Are you familiar with the “marshmallow test” that was conducted with kids by Stanford researcher Walter Mischel in the 70’s?
In the experiment, a young child is given a marshmallow and told that if he or she can resist eating it while the teacher steps out of the room (for over 10 minutes), the teacher will give that child a second marshmallow upon returning.
Only about one in three children resisted the temptation to eat the marshmallow. It’s a test of impulse control and delayed gratification. There are several YouTube videos explaining it here’s one: The Marshmallow Test.
Follow-ups on this experiment showed that, sure enough, the kids who passed the test would have a greater chance of success in achieving long-term goals. They were able to delay gratification in the short term for a greater reward in the long term. They also scored higher on SATs.
When there were two kids taking the test together, some of them followed the lead of the other child in the room, and some did not. Some found strength in each other or used each other to distract attention from the yummy marshmallow.
I not only find that to be fascinating, but I suspect that a few only ate their marshmallows because the other kid did! Peer pressure, anyone?
(On a personal note, yes, I hear my mom’s voice asking the rhetorical question, “If [insert friend’s name here] played on the freeway, would you?”)
In the videos I’ve seen, the kids do best if they employ distraction techniques to keep themselves from eating the marshmallow. Some turn away, some get out of their seats and create distance, and some fidget or push the marshmallow away. They might roll it, toss it, squish it, or pretend it’s a plane. But once they start licking or nibbling it, temptation overcomes them, and the marshmallow soon disappears.
Because of this study, Joel and I have a saying about folks who do things to mess up their marriages: “They ate the marshmallow.”
Of course, the marshmallow is just a representation. Couples and individuals need to understand their own “marriage marshmallows.” After all, what if you don’t like marshmallows? Then it’s not really much of a temptation, is it?
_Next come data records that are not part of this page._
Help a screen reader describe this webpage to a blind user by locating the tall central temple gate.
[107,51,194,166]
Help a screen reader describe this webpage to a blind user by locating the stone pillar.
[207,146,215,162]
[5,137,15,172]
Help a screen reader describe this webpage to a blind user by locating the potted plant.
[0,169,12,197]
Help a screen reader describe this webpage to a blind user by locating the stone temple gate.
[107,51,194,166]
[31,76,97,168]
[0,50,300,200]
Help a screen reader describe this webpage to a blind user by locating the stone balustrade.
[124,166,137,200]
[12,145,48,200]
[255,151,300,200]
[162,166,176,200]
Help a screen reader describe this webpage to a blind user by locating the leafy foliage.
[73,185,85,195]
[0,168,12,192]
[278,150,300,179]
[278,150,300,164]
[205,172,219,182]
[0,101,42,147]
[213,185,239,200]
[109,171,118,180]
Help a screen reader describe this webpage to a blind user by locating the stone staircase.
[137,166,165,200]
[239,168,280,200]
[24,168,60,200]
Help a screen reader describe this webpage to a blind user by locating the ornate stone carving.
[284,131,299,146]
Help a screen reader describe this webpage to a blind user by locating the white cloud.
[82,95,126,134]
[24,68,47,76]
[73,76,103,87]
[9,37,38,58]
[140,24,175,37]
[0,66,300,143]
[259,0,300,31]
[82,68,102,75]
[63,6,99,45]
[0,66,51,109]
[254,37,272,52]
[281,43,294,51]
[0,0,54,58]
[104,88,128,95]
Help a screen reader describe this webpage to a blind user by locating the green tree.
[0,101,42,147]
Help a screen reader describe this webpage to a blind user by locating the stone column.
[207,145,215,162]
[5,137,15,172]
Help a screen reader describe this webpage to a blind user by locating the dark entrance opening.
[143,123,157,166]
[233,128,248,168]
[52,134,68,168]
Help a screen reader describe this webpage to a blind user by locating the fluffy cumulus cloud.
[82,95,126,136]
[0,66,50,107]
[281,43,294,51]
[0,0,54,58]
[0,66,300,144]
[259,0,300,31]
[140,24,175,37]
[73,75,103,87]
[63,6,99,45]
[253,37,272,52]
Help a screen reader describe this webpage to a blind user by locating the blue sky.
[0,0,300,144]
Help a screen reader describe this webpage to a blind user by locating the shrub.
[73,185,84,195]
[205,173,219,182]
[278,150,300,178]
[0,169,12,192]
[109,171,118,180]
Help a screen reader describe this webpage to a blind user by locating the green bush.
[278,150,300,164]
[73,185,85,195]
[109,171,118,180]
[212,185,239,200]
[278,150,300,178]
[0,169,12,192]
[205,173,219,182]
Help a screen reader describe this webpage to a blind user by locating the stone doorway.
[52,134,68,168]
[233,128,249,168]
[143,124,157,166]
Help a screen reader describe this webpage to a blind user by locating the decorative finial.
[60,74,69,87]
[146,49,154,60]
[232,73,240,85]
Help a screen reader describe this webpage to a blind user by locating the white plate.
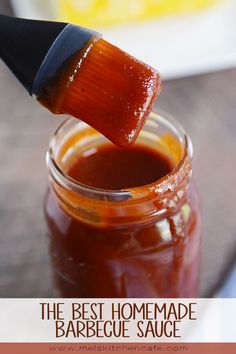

Examples of succumbing to the marshmallow test:
Lying or withholding the truth
One of my clients has a spending problem and lies to her husband about it. She might get the temporary reinforcement of getting away with it for a short time, but we all know that the truth comes out eventually. Deluding herself that she’ll never have to have that honest discussion is like gobbling the marshmallow and hoping the teacher doesn’t notice.
Flirting with disaster
Emotional flirting with a coworker is like licking the marshmallow. It may feel good in the moment, but eventually, it may cost you.
It concerns me when people joke about having “work husbands.” Isn’t the role of a husband to support, encourage, and provide unity and intimacy? If this role is filled by a coworker of the opposite sex, it could undermine your marriage.
Getting advice from unwise counsel
Don’t be like the kid in the test room who eats the marshmallow because the kid next to you is doing it.
We need to be careful of the counsel we seek and the company we keep. If you’re married and having marital problems, an unmarried girlfriend may not be the best one to give relationship advice.
Waiting too long to get advice
Not seeking wise advice until your marriage is in dire straits is like chewing up the marshmallow, spitting it out, and saying that you didn’t eat it. Almost any problem, caught in the early stages, is much easier to handle.
Acting too soon
Recently, a friend of a friend suddenly announced on Facebook that she was “single” after 20 years of marriage. I offered to talk to her about it, and she said no, it was a done deal. Just a couple weeks later, she was posting images of flowers from her new boyfriend, who happened to be a mutual friend of her ex-husband and her. One can’t help but wonder: Did she flirt with this man, eat the marshmallow, and doom her marriage?
Questions to ask to determine your marriage marshmallows.
I like to ask my clients some questions to help them identify their marriage marshmallows, find techniques to delay gratification, and gain double the rewards.
Here are some questions to ask yourself to see if you’re eating the marshmallow:
- How do I/we respond to challenges in our marriage?
- Do I lash out if my mate has upset or disappointed me? Or, do I listen fully with the intent to understand and then respond rather than react?
- Do I focus on being right or on being happy?
- Do I put my own needs above the needs of our marriage?
This one needs some explanation. I think we can all agree that physical abuse is not acceptable, whether towards the man or the woman. And, I am in no way saying that one should act as a doormat.
But, I know couples on the brink of bankruptcy who argue about money repeatedly, yet they both spend as if it’s a competition. The husband “deserves” a new $500 guitar; the wife “needs” a $450 bag. Neither puts marital needs above personal desires.
Tolerating discomfort in the present for long-term gains is really the name of the game here. If you’re feeling problems in your marriage, try not to act on impulse. Take the time to run the problem through a truth filter. Are you being honest with yourself and your mate? Are you keeping your long-term plans in mind and dealing with the tough issues, or are you putting off doing what you need to do now to improve your situation?
If you can keep focused on your goal for a happy and easy marriage, the future can be brighter for you and your spouse. Eating the figurative marshmallow immediately rarely serves.
What techniques do you have for distancing the marshmallow? How do you catch yourself when you’re tempted to eat it?